Tell people what you’re doing before you do it. You treat them with normal respect. I wouldn’t dream of treating a child the way they treat you. And if you want people to do something, well they could ask me. Can you bend sideways, to your left side? Can you bend forward? How far can you bend? And they might want to ask you can you bend more. They can ask you whatever questions they like or ask you to do whatever they want you to do and you are a normal human being you’ll tell them if you can do it or not. But as for putting their hands on you and shoving you which is what they do without even asking you, it just infuriates me. I don’t think I’d let anybody do that again.
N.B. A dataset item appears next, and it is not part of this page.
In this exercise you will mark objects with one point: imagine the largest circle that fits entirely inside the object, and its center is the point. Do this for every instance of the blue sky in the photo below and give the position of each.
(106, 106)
I mean I’d speak to them and tell them.
But then you’re going to make yourself very unpopular and they’re going to write, they’re going to say this is a difficult woman when they write to your doctors and so on. There shouldn’t be personal comments on doctor’s letters to your GPs.
So that would be your concern?
Well yes they could describe you as a difficult woman or unpleasant, But no I wouldn’t let anybody shove me about again.
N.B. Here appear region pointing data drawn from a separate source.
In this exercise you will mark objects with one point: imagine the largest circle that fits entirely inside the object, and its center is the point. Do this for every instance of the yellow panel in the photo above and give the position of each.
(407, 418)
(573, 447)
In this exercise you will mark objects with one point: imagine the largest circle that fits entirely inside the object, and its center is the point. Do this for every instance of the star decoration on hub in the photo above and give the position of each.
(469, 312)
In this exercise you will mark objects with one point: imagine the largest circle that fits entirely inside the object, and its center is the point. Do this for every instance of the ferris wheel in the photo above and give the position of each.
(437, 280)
Only Noreen said that she had regular, ongoing contact with an osteoporosis specialist nurse. Noreen felt confident in the nurse who encouraged her to phone whenever she needed to. Many of the people we talked to said they would like the opportunity to talk to a specialist nurse.
Widow, two children, lives on her own in a small rural community. She enjoys the support of neighbours and friends. Noreen recommends Kyphoplasty, it has reduced her level of pain.
And how often do you go and see the consultant at the hospital?
Well I haven’t got another appointment for him, but I could see him, in fact, he’s retired which I’m really sorry about that, but there is, you know, another one, but I do see my osteoporosis nurse usually on the ward every three months, and she really knows, I mean my, the consultant said when the osteoporosis nurse was in the room and she was talking to me, and he looked at me and said, “She knows more than me.” [laughs]. So they certainly give you confidence. They really are good.
Can you tell me more about it?
My first appointment there, it was really very good. I didn’t have to wait too long for it, and my osteo nurse was, she came out for me, filled a little form in to let them know what I was taking and then she was in the room, and he introduced himself, in his shirt sleeves, he was really lovely, and then I explained to him, and then he looked on the screen, and he said, “Well look, that’s your bone. Its broken.” I think before that he said, “Stand up and show me where the pain is.” And the, the nurse said to me, and they looked at each other, and they said, that I was a textbook case. And she said, “Is it agony like, when you’re like bending over the bench to make something. You know, over the ironing board.” And I had been afraid to tell people that, because I thought they’d think, for goodness sake, you know, little jobs like that, what’s she moaning about? But that is when you just do that little bend, you know, the nerve endings were going mad.
And so, we talked about that and then he explained about, I mean he didn’t know an awful lot about kyphoplasty either really, so he would like to refer me, if that was all right and I said, “Yes.” And then the osteo nurse took me into her room. I said goodbye to him, and then I went into there and then she went through, and she gave me lots of leaflets, explained them to me. And was just wonderful really.